London's public sector bodies collectively hold an estimated tens of millions of duplicate digital images across their servers — duplicated photographs, scanned documents and graphic assets that drain storage budgets, bog down IT infrastructure and, in some cases, compromise the integrity of public records. The problem is not new, but the scale of it, only now being quantified by a cluster of Freedom of Information requests and internal audits, is striking administrators across City Hall, NHS trusts and borough councils alike.
The issue has snapped into sharper focus in 2026 because of two converging pressures: the Starmer government's push to digitise public services under its Data Use and Access Act, passed earlier this year, and a wave of cloud migration projects that are forcing organisations to confront exactly what they have been storing. When you move data to the cloud, you pay per gigabyte. Suddenly, redundancy has a price tag.
The Scale Across London's Institutions
Tower Hamlets Council, which manages one of the most densely documented planning archives in England, began a deduplication audit in January 2026 after its planning portal migrated to a new cloud system. Internal IT documentation, shared with local campaign group Open Tower Hamlets, showed the council had flagged more than 340,000 duplicate image files across its planning and housing departments alone. At commercial cloud storage rates currently averaging around £0.018 per gigabyte per month on standard tiers, even moderate-resolution duplicates stack up to thousands of pounds in avoidable annual cost.
At King's College Hospital NHS Foundation Trust on Denmark Hill in Southwark, a digital transformation programme launched in autumn 2025 identified radiology imaging as a particular pressure point. Medical imaging files are among the largest digital assets any organisation holds. When PACS — Picture Archiving and Communication Systems — migrate between platforms, duplicate studies are routinely generated. The NHS England digital standards team has previously noted, in its 2024 Data Quality Framework, that duplicate patient records and associated imaging are among the top three data integrity risks across acute trusts. King's, like several other major London trusts, is working through a structured remediation programme, though no completion date has been publicly committed to.
The Wellcome Collection on Euston Road digitised roughly 100,000 archival photographs between 2018 and 2023 as part of its open access initiative. A post-project review, referenced in its 2024-25 annual report, found that automated scanning workflows had generated duplicate derivatives — multiple resolution versions of the same image filed without consistent naming conventions — across approximately 12 percent of its digitised holdings. That translates to around 12,000 files requiring manual or algorithmic review.
Why Deduplication Is Harder Than It Sounds
Identifying and removing duplicate images is not simply a matter of deleting obvious copies. Many duplicates exist as near-matches: the same photograph cropped differently, rescanned at a different resolution, or saved under a variant filename after a system migration.
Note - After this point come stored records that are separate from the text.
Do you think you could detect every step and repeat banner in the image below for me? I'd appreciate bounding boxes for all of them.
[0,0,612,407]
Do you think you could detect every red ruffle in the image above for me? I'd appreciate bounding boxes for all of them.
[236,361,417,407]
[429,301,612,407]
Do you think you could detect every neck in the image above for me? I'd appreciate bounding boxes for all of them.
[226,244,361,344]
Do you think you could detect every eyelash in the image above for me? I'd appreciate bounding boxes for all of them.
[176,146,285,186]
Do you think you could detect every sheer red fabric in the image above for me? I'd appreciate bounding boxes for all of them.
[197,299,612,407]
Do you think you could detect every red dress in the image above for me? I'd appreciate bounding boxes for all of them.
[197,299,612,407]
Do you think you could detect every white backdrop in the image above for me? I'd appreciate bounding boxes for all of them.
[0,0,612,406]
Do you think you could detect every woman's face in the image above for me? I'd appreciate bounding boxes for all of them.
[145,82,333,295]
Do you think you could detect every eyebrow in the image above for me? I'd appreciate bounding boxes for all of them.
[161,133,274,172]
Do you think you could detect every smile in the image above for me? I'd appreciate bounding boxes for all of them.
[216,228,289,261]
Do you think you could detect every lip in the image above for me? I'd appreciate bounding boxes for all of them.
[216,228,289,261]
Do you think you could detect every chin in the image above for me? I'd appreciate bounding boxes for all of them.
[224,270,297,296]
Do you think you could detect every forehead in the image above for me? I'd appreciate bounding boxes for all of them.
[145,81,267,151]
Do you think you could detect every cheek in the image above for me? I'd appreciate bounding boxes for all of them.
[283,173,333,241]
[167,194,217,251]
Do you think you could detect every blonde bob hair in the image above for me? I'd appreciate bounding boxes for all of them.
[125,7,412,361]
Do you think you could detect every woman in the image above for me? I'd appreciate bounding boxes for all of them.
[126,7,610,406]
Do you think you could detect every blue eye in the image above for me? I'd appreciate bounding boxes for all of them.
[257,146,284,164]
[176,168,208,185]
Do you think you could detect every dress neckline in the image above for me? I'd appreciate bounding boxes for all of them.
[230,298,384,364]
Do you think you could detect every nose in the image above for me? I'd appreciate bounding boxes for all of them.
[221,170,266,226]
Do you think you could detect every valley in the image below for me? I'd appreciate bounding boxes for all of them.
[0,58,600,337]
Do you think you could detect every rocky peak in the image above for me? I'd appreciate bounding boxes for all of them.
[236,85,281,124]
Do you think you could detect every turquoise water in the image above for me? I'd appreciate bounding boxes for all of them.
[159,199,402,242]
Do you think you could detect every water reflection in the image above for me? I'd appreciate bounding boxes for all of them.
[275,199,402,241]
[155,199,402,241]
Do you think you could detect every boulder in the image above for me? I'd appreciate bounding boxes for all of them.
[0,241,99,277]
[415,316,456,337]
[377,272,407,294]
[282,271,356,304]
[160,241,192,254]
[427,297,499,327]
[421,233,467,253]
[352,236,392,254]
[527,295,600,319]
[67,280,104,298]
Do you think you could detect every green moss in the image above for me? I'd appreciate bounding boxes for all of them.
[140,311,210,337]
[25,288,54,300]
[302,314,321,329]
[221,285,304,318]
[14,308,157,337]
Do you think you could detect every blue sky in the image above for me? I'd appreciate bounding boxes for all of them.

Standard hash-based deduplication tools — which match files by generating a unique fingerprint of their binary content — catch exact copies but miss these near-duplicates entirely.
Specialist perceptual hashing tools, which compare images visually rather than byte-by-byte, are more effective but computationally expensive and require licensing. For a borough council operating under a frozen IT budget, the investment is difficult to justify without clear policy mandate from above.
The Greater London Authority has not yet published a unified standard for image deduplication across its family of organisations, though GLA Digital confirmed in its March 2026 Digital Infrastructure Update that a data governance review covering storage efficiency is underway. No timeline for binding guidance has been announced.
For organisations wrestling with this now, the practical advice from the sector is to front-load deduplication work before any cloud migration rather than after — because post-migration, you are already paying for the redundant storage while simultaneously funding the audit to remove it. Borough IT teams have been advised to consult the Local Government Association's Digital Data Standards hub, which published updated image management guidance in February 2026, as a starting reference point before procuring any dedicated tooling.